Posted at 5:30 PM, Dec 26, 2022
and last updated 2022-12-27 11:12:18-05

MILES CITY — Montana has the highest number of reported ice jams and ice jam-related deaths in the lower 48 states. Most, like Miles City's historic 1944 ice jam, usually occur in the springtime but with the ever-changing weather, ice jams are making their appearance across the state a little earlier.

That ice covering the Yellowstone River may look beautiful, but in the right conditions, all that ice can lead to ice jams.

“It can create flooding so that water can rise pretty fast. When we have some big ice jams, you can see water on streams as big as the Yellowstone rising at a foot an hour,” said National Weather Service meteorologist Todd Chambers on Monday.

Chambers has been monitoring Montana’s weather for the past two decades. He said one of our state’s most devastating ice jams happened in the spring of 1944 when the Yellowstone River flooded Miles City.


Homes and businesses ended up 10 feet underwater.

“Their solution was to call in an Army Air Corp bomber B-17 to drop 250-pound bombs on the ice jam till it broke up,” Chambers said.

It was a drastic solution, but it worked.

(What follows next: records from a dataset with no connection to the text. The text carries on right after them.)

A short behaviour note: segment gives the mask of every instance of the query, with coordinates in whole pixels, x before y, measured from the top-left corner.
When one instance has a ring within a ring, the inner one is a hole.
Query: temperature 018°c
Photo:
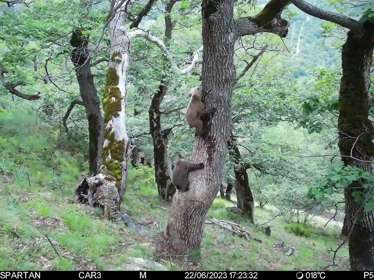
[[[325,277],[324,272],[301,272],[299,271],[296,273],[296,278],[297,279],[325,279]]]

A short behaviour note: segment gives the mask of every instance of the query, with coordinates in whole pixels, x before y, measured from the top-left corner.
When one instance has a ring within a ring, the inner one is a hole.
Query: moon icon
[[[303,279],[303,277],[304,277],[304,274],[303,274],[302,272],[298,272],[296,273],[296,278],[297,279]]]

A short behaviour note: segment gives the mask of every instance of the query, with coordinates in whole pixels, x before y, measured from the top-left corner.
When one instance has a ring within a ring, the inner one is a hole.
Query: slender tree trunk
[[[176,1],[171,0],[166,6],[165,9],[165,46],[169,49],[172,30],[171,13]],[[170,63],[165,63],[170,68]],[[153,155],[154,159],[154,177],[159,190],[159,195],[164,199],[171,200],[175,192],[175,186],[170,178],[171,174],[168,171],[168,157],[167,153],[168,142],[171,133],[171,129],[161,129],[161,113],[160,111],[162,100],[168,90],[170,83],[167,77],[162,75],[157,93],[152,99],[149,108],[150,131],[153,140]]]
[[[166,82],[160,85],[158,91],[152,99],[149,111],[150,130],[153,140],[155,178],[159,195],[165,200],[171,200],[176,190],[175,186],[172,183],[168,168],[169,159],[166,149],[171,129],[161,129],[160,111],[160,106],[168,84]]]
[[[346,156],[342,157],[344,165],[370,173],[374,152],[374,128],[368,118],[371,106],[370,68],[374,47],[373,25],[371,28],[364,28],[363,34],[349,31],[343,45],[338,122],[338,146],[341,154]],[[361,180],[354,181],[344,191],[349,231],[353,227],[349,239],[349,258],[352,270],[373,271],[374,213],[372,210],[368,212],[359,210],[361,203],[355,201],[352,195],[354,192],[367,192],[362,183]]]
[[[349,233],[349,229],[348,226],[348,218],[347,218],[347,214],[344,216],[344,221],[343,221],[343,226],[341,228],[341,235],[343,236],[348,236],[348,233]]]
[[[76,31],[77,32],[77,31]],[[79,85],[79,92],[88,121],[89,172],[91,175],[94,175],[97,174],[101,164],[103,124],[97,91],[94,83],[94,77],[90,67],[89,53],[86,44],[83,41],[80,46],[72,52],[71,59],[74,67]],[[88,59],[88,61],[85,64]]]
[[[174,196],[165,231],[169,249],[188,252],[194,259],[200,256],[206,213],[220,189],[231,131],[231,94],[236,74],[233,2],[202,1],[202,99],[206,108],[217,107],[217,111],[203,121],[210,123],[209,136],[206,139],[195,138],[191,156],[193,162],[203,162],[205,167],[190,173],[188,192],[178,192]]]
[[[249,220],[253,223],[254,221],[254,202],[247,173],[247,165],[243,162],[239,149],[235,144],[235,139],[232,133],[230,138],[229,148],[236,165],[234,168],[234,172],[235,177],[237,207],[243,210],[242,214],[248,215]]]
[[[114,6],[120,2],[116,0]],[[128,75],[132,38],[125,25],[126,2],[117,10],[109,24],[112,54],[104,90],[104,142],[100,174],[85,178],[76,194],[87,194],[91,205],[104,209],[104,216],[116,217],[126,189],[132,146],[126,130],[125,111],[127,102]],[[98,187],[101,186],[100,187]],[[85,199],[83,199],[84,201]]]
[[[231,193],[232,192],[234,184],[231,182],[227,182],[227,187],[226,188],[226,199],[231,200]]]
[[[225,186],[226,186],[226,189]],[[227,200],[231,200],[231,193],[232,192],[233,188],[234,185],[231,182],[227,182],[227,183],[221,183],[221,187],[220,187],[220,193],[221,194],[221,197],[223,198],[225,198]]]

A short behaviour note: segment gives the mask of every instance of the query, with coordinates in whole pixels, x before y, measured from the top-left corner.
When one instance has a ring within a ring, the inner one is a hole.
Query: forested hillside
[[[0,0],[0,270],[374,270],[373,11]]]

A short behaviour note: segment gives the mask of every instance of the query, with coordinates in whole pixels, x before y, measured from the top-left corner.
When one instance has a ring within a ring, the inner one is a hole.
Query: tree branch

Chambers said ice jams this time of year typically only last a day or two because the ice is weak, and the water breaks it up quickly.

In March and April, like when the ice jam in Miles City occurred, conditions are more dangerous.

“Once we get into the spring, that ice is thicker. It’s going to stick around longer, and those flooding events can be bigger so now’s the time to take action to prevent loss of life and property,” said Chambers.


He said there are a couple of ways ice jams can form.

You can actually form ice from the top, the sides, and the bottom and squeeze that water. And force that water to come up out of the channel and run across the top of the ice,” Chambers said.

Little can be done to prevent ice jams and they can happen with little to no notice. It’s one reason why Chambers advises always being ready with sandbags just in case it happens.

“The biggest thing is to just get out of the way, let nature do its thing. It’ll work itself out,” said Chambers.